London’s greatest tome: a legacy of sustainable farming

Author's ag practices at ‘ranch of good intentions' wer decades ahead of their time|

In 1905, while living with his wife Charmian at Wake Robin Lodge in Glen Ellen, Jack London decided to settle permanently in the Valley of the Moon. In June, he purchased his first piece of real estate, the Hill Ranch, for $7,000 – “130 acres of the most beautiful, primitive land to be found in California,” London said.

When he cleared 40 acres to raise hay, he discovered the land had been depleted by “old-fashioned methods of taking everything off and putting nothing back.”

The Kohler and Lamotte Ranches on Sonoma Mountain were worn out; useless because the former owners had tilled the land for 40 years without fertilizing or allowing it to lie fallow, and allowing it to erode with the winter rains. The fertile hills of California were being wasted. London believed they must develop scientific methods to turn the slopes into productive areas.

“The six bankrupt ranches represent at least 18 bankruptcies … at least 18 farmers of the old school have lost their money, broken their hearts, lost their land,” wrote London at the time. “The challenge to me is this: by using my head, my judgment, and all the latest knowledge in the matter of farming, can I make a success where these 18 men failed? I have pledged myself, my manhood, my fortune, my books, and all I possess to this undertaking.”

London taught himself about farming, reading agricultural and scientific tomes. He wrote to the agricultural departments of the University of California and the State of California for information and advice.

“I adopted the policy of taking nothing off the ranch,” he said. He implemented modern farming techniques, rotating crops and using natural fertilizer – such as “green manures” – and cover crops that were plowed into the soil to fix nitrogen. London developed a liquid manure system using recycle materials hosed from the dairy barn. He also used an ancient technique he had seen as a war correspondent in 1904 in Korea – terracing to prevent soil erosion. As a result, London claimed, “… instead of one-tenth of one meager crop a year you can grow three rich crops a year.”

He wanted to “leave the land better for my having been.” And so more than 100 years ago, he pioneered many of the principles, which are the foundation of organic farming today. Today’s organic and biodynamic farming techniques owe a great deal to London’s innovation, including controlled animal grazing, use of green manures, crop rotation, recycling animal and plant waste via composting and natural fertilizers. Jack London was one of the first true organic farmers in the United States.

“Do you realize that I devote two hours a day to writing and 10 to farming?” he wrote in his journal.

He asked the world’s leading horticulturist, Luther Burbank to assist. He experimented with innovative ideas such as growing spineless cactus.

He built the first concrete block silo in California and filled it with silage from his and neighboring ranches. This green silage consisted of shredded corn stalks that would be later fed to his dairy cows. The pigs got the corn. He hired Italian stonemasons to build a barn for his horses as well as a manure pit to develop composted fertilizer.

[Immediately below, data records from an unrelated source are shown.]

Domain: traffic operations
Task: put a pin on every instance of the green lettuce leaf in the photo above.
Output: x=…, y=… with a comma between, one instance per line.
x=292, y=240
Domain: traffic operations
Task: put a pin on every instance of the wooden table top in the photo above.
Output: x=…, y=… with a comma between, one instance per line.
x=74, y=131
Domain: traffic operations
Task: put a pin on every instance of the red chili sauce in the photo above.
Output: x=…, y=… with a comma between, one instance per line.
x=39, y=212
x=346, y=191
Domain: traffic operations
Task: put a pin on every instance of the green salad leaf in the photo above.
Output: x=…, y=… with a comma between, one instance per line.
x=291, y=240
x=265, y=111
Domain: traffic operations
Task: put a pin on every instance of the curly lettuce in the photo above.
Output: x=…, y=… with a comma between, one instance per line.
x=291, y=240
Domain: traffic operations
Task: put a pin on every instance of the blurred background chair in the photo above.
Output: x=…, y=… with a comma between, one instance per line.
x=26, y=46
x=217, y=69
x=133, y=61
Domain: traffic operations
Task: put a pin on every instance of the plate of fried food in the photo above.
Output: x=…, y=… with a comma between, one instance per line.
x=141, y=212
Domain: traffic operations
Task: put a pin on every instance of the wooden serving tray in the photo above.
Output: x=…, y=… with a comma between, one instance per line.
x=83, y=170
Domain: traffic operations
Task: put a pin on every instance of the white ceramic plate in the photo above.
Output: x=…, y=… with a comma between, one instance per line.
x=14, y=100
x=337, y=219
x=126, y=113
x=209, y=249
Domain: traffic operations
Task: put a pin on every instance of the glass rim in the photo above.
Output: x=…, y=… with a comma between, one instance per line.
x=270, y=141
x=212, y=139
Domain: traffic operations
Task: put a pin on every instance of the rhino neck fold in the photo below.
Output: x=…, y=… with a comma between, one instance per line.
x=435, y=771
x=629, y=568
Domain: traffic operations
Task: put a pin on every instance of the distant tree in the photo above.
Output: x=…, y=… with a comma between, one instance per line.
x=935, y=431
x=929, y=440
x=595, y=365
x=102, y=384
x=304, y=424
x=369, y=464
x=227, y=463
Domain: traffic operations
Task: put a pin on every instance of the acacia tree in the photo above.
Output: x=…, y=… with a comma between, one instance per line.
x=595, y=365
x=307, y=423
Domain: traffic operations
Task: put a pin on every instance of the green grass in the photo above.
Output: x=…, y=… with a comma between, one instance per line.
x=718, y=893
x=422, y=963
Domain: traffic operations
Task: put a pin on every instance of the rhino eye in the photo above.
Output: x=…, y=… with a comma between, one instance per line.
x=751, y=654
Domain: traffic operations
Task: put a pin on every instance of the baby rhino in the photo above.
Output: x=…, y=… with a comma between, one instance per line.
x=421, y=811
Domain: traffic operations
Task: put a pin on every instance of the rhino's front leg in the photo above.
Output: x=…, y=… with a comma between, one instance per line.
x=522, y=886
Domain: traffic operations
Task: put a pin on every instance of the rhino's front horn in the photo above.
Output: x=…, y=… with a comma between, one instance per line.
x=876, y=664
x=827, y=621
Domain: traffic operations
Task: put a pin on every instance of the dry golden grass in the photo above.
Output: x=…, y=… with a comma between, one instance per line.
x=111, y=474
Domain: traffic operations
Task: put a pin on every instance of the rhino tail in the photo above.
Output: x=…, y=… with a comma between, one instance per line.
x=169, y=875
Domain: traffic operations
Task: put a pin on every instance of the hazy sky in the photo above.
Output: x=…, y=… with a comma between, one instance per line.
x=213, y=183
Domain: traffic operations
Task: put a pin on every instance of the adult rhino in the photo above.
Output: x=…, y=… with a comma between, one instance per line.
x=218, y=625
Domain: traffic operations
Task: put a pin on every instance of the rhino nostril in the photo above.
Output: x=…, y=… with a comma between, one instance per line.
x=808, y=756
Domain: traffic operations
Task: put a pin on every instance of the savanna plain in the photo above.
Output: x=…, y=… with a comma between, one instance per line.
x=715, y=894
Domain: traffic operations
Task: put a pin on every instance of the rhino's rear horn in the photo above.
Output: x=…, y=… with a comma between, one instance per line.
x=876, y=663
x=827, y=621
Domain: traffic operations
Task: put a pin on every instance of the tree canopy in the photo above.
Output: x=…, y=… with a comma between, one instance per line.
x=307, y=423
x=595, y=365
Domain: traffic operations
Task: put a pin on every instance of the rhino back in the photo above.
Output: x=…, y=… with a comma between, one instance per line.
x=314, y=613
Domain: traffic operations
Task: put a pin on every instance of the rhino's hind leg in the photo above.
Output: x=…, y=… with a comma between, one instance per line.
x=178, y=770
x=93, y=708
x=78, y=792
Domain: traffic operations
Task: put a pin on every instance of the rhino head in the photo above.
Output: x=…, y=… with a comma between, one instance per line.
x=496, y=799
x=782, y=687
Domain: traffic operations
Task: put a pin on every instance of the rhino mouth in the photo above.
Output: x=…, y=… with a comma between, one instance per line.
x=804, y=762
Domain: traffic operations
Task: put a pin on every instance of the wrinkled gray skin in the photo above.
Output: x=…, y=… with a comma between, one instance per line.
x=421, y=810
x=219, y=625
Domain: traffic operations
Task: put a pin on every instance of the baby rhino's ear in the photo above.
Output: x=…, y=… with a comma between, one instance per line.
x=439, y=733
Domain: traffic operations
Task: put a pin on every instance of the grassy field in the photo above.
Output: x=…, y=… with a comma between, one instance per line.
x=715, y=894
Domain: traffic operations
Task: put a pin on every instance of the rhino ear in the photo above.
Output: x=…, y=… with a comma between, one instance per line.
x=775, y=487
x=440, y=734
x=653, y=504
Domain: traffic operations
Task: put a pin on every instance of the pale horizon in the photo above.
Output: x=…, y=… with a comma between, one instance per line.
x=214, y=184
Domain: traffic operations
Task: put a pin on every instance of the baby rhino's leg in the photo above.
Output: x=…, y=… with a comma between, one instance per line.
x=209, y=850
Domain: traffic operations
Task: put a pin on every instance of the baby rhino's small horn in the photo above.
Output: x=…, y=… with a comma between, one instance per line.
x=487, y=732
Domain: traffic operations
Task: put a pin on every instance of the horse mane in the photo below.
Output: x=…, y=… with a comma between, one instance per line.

He produced record yields of oat hay on acreage that had been considered overfarmed. He planted hay, 65,000 eucalyptus trees and went after more acreage, gobbling up struggling ranches nearby.

In 1915, he built the Pig Palace, (so named by a San Francisco newspaper reporter astounded by the $3,000 it cost to build it). It was laid out in a circle to save labor, so one man could care for over 200 hogs. The feed house is a two-story circular tower. Feed was stored in bins in the upper story. London had a water heater in this building so that he could mix hot water it with the feed. There were doors on either side so that the laborer didn’t have to walk all the way around to attend to the 17 pens. All the troughs were filled with water by opening a single valve. London devised a system of flushing and sanitizing both in the Pig Palace and in the barns

Each family of hogs had its own area; a courtyard with feed and water troughs, roofed sleeping area, and a fenced outdoor run. The piggery was designed to efficiently care for prized breeding pigs. The birthing pens had iron pipes up from the floor and out from the wall about eight inches, so that when the sow lay down she wouldn’t crush the little ones against the wall.

His neighbors laughed, but the design won awards and drew nationwide attention. When his prized pigs developed cholera, London immediately went into action. Thinking that the disease had been brought to the ranch, he fenced off the animal area, so that the only entry was through a gate that required walking through a carbolic acid bath that disinfected the foot wear of anyone going near the animals.

After London’s death, his wife, Charmian, asked his fans to remember what London once called “The Ranch of Good Intentions.”

“Have any of you thought what is to become of the great thing he has started up here? ... I am begging you now, with all my heart, not to forget that he laid his hand upon the hills of California with the biggest writing of all his writing and imagination and wisdom …”

Mike Benziger is a leader in the American biodynamic wine movement and founded Benziger Family Winery. Charles Levine is a former president of Sprint PCS and is currently an independent director for technology focused companies.